Europese vrouwen waren drijvende kracht achter mysterieuze touwbekercultuur

Bijna 5.000 jaar geleden duikt in heel Europa een nieuw soort aardewerk, van de mysterieuze touwbekercultuur. Uit nieuw onderzoek blijkt nu dat die cultuur ontstaan is uit het samengaan van invallers uit de Kaspische en Pontische steppen met Europese, neolithische boerenvrouwen. En dat het bovendien de vrouwen waren die de drijvende kracht waren achter de nieuwe vormen van aardewerk.

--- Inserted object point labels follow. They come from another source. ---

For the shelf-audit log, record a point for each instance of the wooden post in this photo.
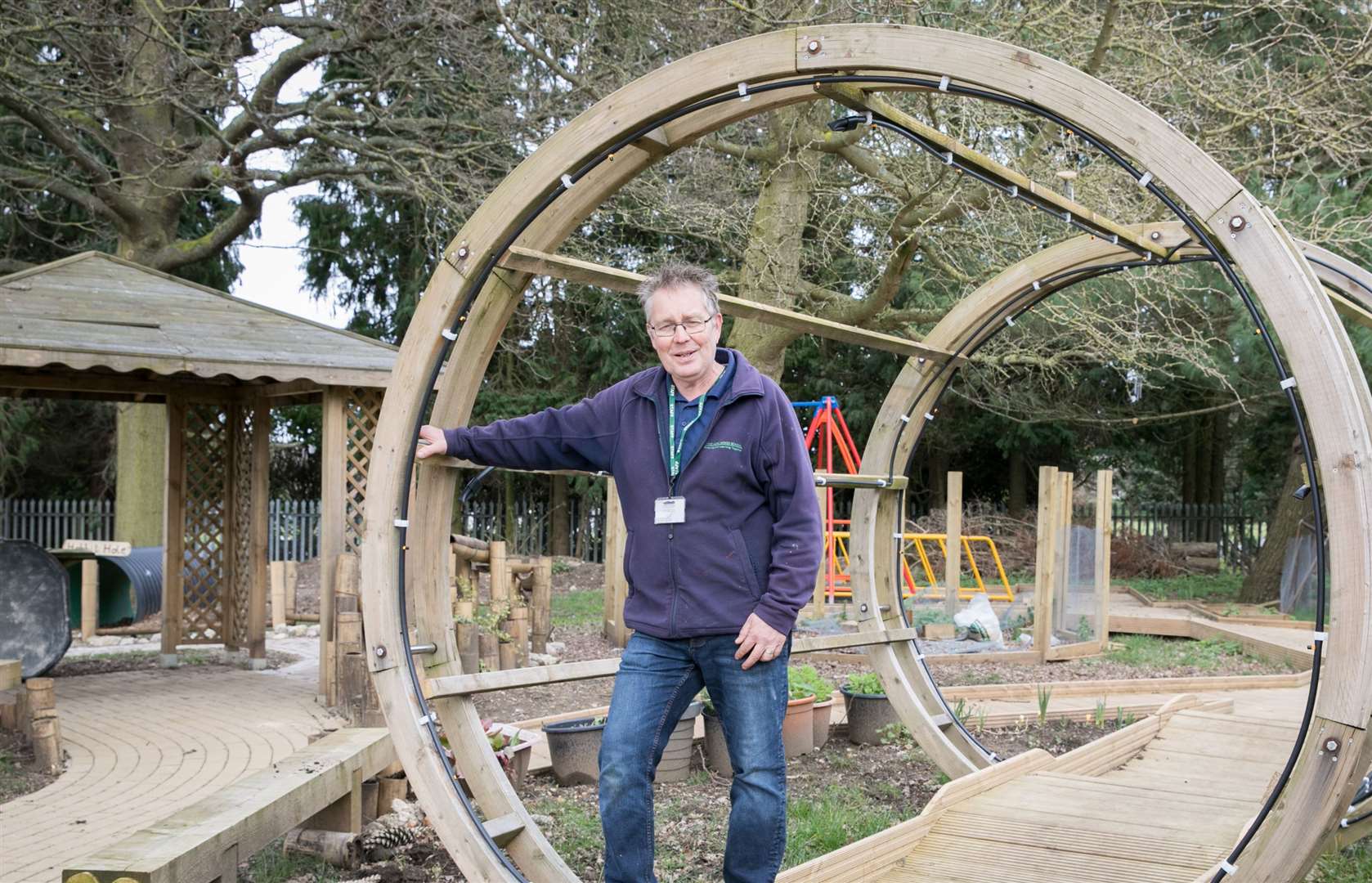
(1043, 561)
(490, 653)
(173, 550)
(277, 573)
(519, 634)
(89, 597)
(332, 487)
(617, 587)
(542, 613)
(500, 572)
(259, 536)
(953, 558)
(1062, 552)
(293, 579)
(47, 743)
(1105, 504)
(345, 603)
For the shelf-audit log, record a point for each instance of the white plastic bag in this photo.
(979, 619)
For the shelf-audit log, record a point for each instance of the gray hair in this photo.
(677, 275)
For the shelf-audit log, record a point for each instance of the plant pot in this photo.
(574, 749)
(716, 747)
(675, 764)
(797, 731)
(821, 721)
(869, 713)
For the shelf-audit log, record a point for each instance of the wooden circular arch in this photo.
(1335, 398)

© DEA / G DAGLI ORTI - creative.belgaimage.be
Aardewerk van de touwbekercultuur uit Zweden.

Rond 2800 v.C. verschijnt er in doorheen heel Europa een nieuw soort aardewerk met mooi uitgewerkte koordachtige versieringen. De mysterieuze cultuur die dit soort aardewerk voortgebracht heeft, krijgt dan ook de toepasselijke naam touwbekercultuur. Aangezien in de graven van de cultuur ook vaak stenen strijdbijlen gevonden worden, die tot in de puntjes - zelfs met gietlijnen en alles, bronzen bijlen nabootsen, wordt de cultuur ook de strijdbijlcultuur genoemd, en in het noorden van Europa de bootvormigebijlcultuur, omdat de bijlen daar de vorm van een bootje hebben.

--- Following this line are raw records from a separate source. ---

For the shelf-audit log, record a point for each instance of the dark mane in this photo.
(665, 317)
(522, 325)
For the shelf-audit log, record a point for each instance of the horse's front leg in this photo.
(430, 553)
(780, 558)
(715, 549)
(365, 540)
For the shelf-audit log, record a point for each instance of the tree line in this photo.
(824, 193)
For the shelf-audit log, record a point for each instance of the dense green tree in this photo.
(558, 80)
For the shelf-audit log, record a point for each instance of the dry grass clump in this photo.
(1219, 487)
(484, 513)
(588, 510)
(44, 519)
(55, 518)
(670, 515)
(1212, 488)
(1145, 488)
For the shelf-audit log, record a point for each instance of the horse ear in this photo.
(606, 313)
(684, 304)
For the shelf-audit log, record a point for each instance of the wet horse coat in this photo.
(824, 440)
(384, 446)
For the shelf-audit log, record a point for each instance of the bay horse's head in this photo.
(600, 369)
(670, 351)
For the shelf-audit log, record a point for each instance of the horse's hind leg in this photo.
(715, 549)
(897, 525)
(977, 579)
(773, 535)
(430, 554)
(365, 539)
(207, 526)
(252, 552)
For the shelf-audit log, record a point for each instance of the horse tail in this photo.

Wie er achter die nieuwe cultuur zat, was niet zo erg duidelijk. Nu hebben onderzoekers ontdekt dat het verschijnen van de nieuwe aardewerkontwerpen waarschijnlijk het resultaat was van het samengaan van binnenvallende krijgers uit de Pontische en Kaspische steppen in de buurt van de Zwarte en de Kaspische Zee, met neolithische boerenvrouwen uit Europa.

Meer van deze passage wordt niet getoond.